I recently discovered, while listening to the Ologies podcast with Ali ward, my own personal Lockdown panacea, that Small pox was killed off by Cow Pox and that the word vaccination comes from Vaca, the Spanish for cow. In the same vein, The Apocalypse Strain could be the ideal cure for your Lockdown  boredom, because what Jason parent has delivered in record breaking time is an engrossing read that will deliver you from the day to day worries about your job, health or the future of the world its self.

Jason Parent

Yes, at times this book is light-hearted. Considering what is running amok on news channels and social media on a daily if not hourly basis, we all need a little light relief, mixed with a large dollop of adrenaline fuelled suspense.

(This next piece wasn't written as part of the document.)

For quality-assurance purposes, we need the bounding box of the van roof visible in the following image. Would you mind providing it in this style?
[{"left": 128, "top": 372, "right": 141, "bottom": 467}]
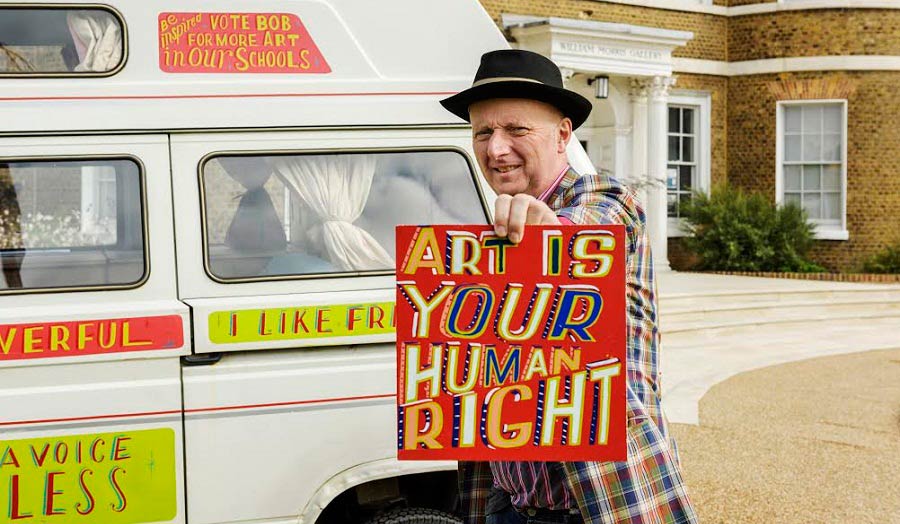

Here we get it the form of a group of co-workers trapped and running for their lives like human lab rats from a seemingly unstoppable virus.

Yes at times there are hints of Alien and Cocoon, along with a computer game feel to the story telling too. However, Parent is a dab hand at this sort of storytelling and keeps this 230 page book, on the good side of surreal and far from fantasy to keep the reader turning the pages.

This is American author Jason Parent’s (www.authorjasonparent.com) 9th book. His others include What Hides Within (2012), Seeing Evil (2015), Unseemly (2016), Where Wolves Run (2016), Wrathbone (2016), People Of The Sun (2017), A life removed (1017), They Feed (2018) and Hearing evil (2018). He has also contributed short stories to four other compilations: Bad Apples, Bad Apples 2, Bad Apples 3 and Dead Roses. Jason grew up in fall River Massachusetts and currently lives in Rhode island.

So having returned from an essential trip to the UK last week, to attend a family funeral, I must now self isolate here in Ireland. This book has turned out to be a timely read. I recommend this light but gamey and gripping Horror thriller. Therefore order it online or with mask in hand and while being socially distant at all times, head to your local book shop and pick up a copy. Then prepare to run for your life with Clara and her team and  try not to have nightmares!